Normalliğin İçinde

32 3 0
                                    

İşte herşey istediğim gibiydi. Lise sona geçmiştim hatta dünyanın en mutlu insanı bile olabilirdim. Aman tanrım az önce bunu dediğime inanamıyorum ben ve mutlu olmak hah! Sanırım gülme krizine gireceğim. Annemi daha önce hiç bu kadar stresli görmemiştim sanki yarın üniversite sınavına girecekmiş gibiydi. Babam ise koltukta uzanıp maç izliyordu pekte umrunda değil gibiydim sanki. Babam ve annem arasında durmak bilmeyen bir kavga var nedenini bilmediğim şekilde tabii bu. Küçüklüğümden beri onları hiç mutlu göremedim sanki biri onları zorla evlendirmiş gibiydi oysa ki annem eski anılarını öyle bir anlatırdı ki büyüsünden çıkılmaz gibiydiler. Yarın okulun ilk günü ve ben hala ne giyeceğime karar vermedim hatta annemle daha alışverişe bile çıkmadık. Bugün pazar günü maalesef annemin en sevmediği gün. Kimse onu alışverişe gitmeye ikna edemezdi. O zaman banada eski kıyafetlerimi giymek düşer.

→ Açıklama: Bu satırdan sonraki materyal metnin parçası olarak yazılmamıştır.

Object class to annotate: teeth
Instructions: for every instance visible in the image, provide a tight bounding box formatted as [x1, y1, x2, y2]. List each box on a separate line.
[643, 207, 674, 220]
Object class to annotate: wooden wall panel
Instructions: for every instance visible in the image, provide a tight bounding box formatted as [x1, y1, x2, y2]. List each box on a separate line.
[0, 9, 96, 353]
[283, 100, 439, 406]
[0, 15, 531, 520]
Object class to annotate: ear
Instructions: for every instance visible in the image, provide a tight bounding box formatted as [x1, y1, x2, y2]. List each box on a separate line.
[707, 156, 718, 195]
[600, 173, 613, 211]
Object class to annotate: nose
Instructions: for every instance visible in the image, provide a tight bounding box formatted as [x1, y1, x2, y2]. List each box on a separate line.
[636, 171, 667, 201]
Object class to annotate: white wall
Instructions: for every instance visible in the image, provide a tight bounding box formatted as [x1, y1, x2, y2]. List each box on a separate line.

Yarını düşündükçe midem ters yüz oluyor. Yeni arkadaşlar, yeni öğretmenler ve en önemlisi yeni bir sınıf. Neyse şimdilik bunları düşünmemeli ve bir an önce karnımı doyurmalıydım o yüzden hemen mutfağa yöneldim. Annemde oradaydı ve yemek yapıyordu. Bana,
-"Günaydın tatlım nasıl hissediyorsun bakalım?".

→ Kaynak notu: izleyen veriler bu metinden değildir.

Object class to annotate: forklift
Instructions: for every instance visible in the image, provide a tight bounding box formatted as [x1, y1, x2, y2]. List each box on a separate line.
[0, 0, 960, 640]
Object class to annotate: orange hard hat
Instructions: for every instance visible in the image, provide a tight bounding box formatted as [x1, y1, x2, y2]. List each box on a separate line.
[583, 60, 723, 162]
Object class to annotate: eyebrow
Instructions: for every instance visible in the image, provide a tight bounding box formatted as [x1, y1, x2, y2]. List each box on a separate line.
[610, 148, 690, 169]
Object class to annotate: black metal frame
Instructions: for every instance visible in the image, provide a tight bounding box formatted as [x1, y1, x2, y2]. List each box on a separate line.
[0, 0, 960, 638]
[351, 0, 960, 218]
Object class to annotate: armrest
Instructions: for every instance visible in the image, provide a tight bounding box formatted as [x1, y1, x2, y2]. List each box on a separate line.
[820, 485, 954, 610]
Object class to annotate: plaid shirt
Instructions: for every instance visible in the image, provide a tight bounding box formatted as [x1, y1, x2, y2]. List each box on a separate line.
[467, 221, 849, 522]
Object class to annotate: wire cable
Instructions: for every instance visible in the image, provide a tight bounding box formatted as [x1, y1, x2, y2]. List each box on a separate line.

-"Nasıl mı? Harika tabiki! Nefret dolu öğretmenler ve yepyeni bir sınıf ahh bu en kötü günüm olacak sanırım lanet olsun."

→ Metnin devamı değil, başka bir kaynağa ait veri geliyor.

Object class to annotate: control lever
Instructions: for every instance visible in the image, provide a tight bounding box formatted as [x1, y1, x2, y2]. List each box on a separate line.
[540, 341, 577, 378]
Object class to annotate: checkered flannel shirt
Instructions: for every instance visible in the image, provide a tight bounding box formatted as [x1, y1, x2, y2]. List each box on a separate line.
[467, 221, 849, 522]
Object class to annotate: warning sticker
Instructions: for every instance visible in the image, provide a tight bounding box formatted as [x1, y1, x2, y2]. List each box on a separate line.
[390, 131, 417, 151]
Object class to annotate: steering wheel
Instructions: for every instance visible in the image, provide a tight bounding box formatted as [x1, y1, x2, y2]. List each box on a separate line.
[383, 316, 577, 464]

-" Hey! Dur bakalım orada lanet okumak yok demiştim. Şu ağzını hayıra aç biraz. Yarın çok güzel olacak eminim!
-" Evet giyecek hiçbirşeyim yok daha ne kadar güzel olabilir acaba?Hemde pazar günü hiç bir şekilde alışveriş yapmak istemeyen bir annem varken."
- "Pazar kalabalığı bana iyi gelmiyor demiştim sana değil mi? Bu arada 10 dakika içinde hazır ol çıkıyoruz."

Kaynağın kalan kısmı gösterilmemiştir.